I strain to shut off the world outside me,
But I can't cover my ears when my arms are tied behind me,
It's not likely that I'll ever be famous,
Hell I'm not sure I even know what fame is,
I'm not blameless but I do my best to cover my sins,
To cover them in the color of sin right under my skin,
My lovers, my friends how can I win this,
If I quit this as soon as I get this,
This script is forgotten, it wasn't written for me,
They said you can have the world and I took it literally,
So miserably I skimmed my fingers across these pages,
I grow impatient with my fist running across these faces,
I'm lost with patients with no patience from my own center,
My own liver shoved in this fine-stone blender,
I'm no winner with no angel wings to save me,
Only my baby to make me sain yet I'm crazy,
Amazing how quickly my words turn to a new subject,
Once again I'm left in such smooth unrest,
I just continue to type, let my fingers run freely,
Till my fingers linger and I run screaming,
Yet I'm the one reading the death of my own work,
My own hurt is what buries me in my own dirt,
Simple rhythm has soothed my flow,
Forgetting the words in the lyrics that I used to know,
I used to go but woah this whole world is gettin scary now,
My hands are trapped in the graves where I'm cemetary bound,
Stuck in this cemetery now rest my dome on this headstone,
When my heads blown, pull the trigger till the leads gone,
I'm headstrong but my legs are so weak,
When this fear strikes me from my head to my feet,
From my death till I'm seen as maybe not the greatest,
Cause I'm not famous,but as the Native who changed it,
From gang hits on racists when we blame this on the same chick,
My fames risked when they see wat my true face is,
My blade on your neck this is how you lose face kid,
My true race is RED in both senses,
Both witnessed the gross twisted hopelessness,
That flows in this rope's swiftness, my notes quickness,
My quotes gifted in the fact it was wrote senseless,
They are both witness to this bloodshed,
Native and Bloody thug said his blood's red,
So with this bandanna burned are all of my sins covered?
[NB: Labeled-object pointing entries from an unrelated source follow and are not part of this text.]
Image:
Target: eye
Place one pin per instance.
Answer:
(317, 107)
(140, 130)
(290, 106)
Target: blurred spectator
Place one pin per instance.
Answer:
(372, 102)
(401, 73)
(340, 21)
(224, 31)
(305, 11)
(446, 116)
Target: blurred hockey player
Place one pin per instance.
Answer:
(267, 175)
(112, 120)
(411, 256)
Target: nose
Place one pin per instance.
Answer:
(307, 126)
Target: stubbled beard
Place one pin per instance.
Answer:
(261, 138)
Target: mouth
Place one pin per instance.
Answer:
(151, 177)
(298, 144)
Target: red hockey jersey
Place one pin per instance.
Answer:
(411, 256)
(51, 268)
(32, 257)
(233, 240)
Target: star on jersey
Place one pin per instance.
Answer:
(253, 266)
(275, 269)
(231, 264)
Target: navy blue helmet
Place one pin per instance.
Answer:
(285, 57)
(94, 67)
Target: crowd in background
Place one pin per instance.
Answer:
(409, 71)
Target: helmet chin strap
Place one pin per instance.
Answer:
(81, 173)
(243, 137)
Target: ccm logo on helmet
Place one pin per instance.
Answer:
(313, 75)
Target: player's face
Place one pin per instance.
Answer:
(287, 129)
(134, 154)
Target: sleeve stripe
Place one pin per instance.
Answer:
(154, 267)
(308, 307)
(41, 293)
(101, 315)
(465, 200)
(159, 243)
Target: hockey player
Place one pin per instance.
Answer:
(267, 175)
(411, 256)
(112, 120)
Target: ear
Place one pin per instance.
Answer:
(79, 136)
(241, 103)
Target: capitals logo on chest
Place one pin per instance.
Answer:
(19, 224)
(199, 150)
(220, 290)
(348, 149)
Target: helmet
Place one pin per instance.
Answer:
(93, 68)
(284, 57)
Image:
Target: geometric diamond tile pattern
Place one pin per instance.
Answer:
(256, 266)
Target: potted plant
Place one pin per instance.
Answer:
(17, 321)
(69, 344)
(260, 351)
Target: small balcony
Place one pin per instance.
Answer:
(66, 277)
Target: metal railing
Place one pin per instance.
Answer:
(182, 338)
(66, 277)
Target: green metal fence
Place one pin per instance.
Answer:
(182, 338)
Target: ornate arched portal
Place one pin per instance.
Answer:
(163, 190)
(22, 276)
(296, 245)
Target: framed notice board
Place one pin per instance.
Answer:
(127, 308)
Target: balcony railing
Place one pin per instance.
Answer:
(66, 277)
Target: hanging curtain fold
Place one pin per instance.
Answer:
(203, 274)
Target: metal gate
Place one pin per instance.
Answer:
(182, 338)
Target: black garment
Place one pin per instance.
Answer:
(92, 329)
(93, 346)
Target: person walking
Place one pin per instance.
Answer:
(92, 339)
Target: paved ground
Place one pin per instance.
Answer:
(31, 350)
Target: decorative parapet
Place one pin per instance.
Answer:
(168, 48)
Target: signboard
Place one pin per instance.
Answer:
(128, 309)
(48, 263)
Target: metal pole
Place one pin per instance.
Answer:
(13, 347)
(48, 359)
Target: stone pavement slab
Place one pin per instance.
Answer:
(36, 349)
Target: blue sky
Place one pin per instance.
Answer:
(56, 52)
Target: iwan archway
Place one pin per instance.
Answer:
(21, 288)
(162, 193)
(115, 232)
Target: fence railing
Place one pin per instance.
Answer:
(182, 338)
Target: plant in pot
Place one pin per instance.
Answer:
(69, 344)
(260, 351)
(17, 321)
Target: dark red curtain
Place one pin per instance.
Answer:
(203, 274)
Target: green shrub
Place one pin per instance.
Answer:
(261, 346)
Or is my twin lover stuck in thunder of sins' mother,
This cover can only reach from my nose to my feet,
I'm five feet deep with only one foot to reach,
I'm the towns sacrifice and there about to get rid of me,
It's down to my kids and me, writing loud for the imagery,
Screaming my last words so that they're bound to remember me,
I'm the laughin stock till my casket drops, drowned in misery,
Close your eyes, hold your breathe, and count to infinity.